Eine Toxikologie der Gedanken
Gott mag existieren oder nicht, so oder so hat er bereits eine Menge Unheil in den Köpfen angerichtet. Zum Beispiel in jenem des Kongressabgeordneten John Shimkus. Vor dem Unterhausausschuss für Energie und Umwelt verwarf er 2009 die Gefahren des Klimawandels mit schlichter Einfalt, indem er Gottes Versprechen an Noah zitierte, Genesis 9,11: „Ich habe meinen Bund mit euch geschlossen: Nie wieder sollen alle Wesen aus Fleisch vom Wasser der Flut ausgerottet werden; nie wieder soll eine Flut kommen und die Erde verderben.“ Mit der gleichen Logik kann man argumentieren: Wenn Gott will, dass die Welt untergeht, so sei es.

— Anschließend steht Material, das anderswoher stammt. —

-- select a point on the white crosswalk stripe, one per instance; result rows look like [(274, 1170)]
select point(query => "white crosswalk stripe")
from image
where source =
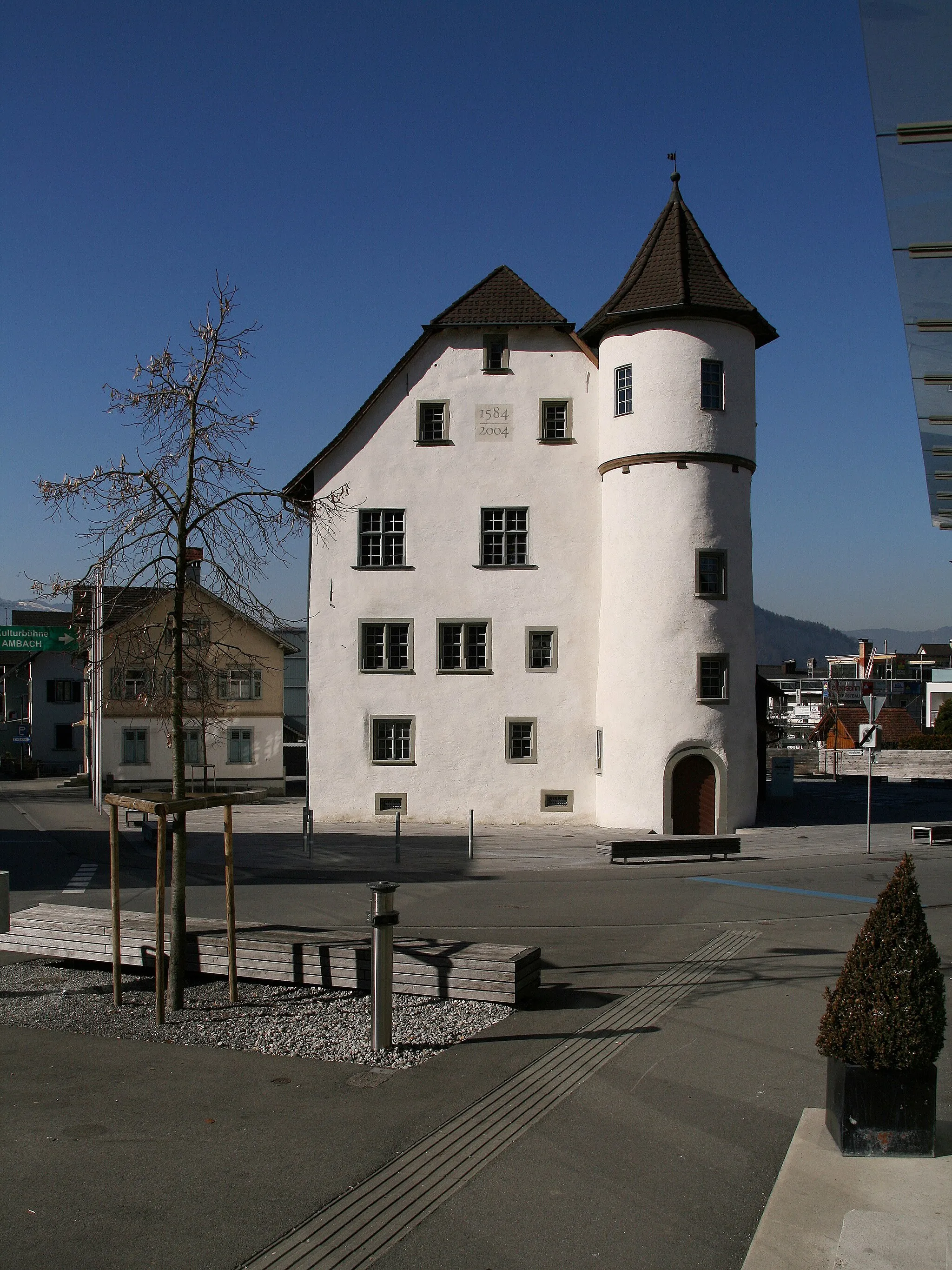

Solches Vertrauen in Gott – oder auf der anderen Seite: Hingabe an Gott – ist eine Katastrophe eigener Art. Ohne sie rundweg als religiöse Toxikomanie zu bezeichnen, bin ich trotzdem versucht, eine Toxikologie der Gedanken zu fordern, die Giftklassen definiert. Die Endzeitidee stünde weit oben – neben den Ideen der Rasse und der Reinheit. Man kann nicht in die Köpfe der Leute hineinsehen. Aber man kann hören, wenn sie wirres Zeug reden und toxische Ideologien versprühen. Man kann mit dem Finger auf sie zeigen, wenn sie vom Ende der Welt quasseln. Machen wir die Gedankengiftmischer inakzeptabel und entlarven wir sie als das, was sie sind: die übelsten Feinde und Verächter des Menschen.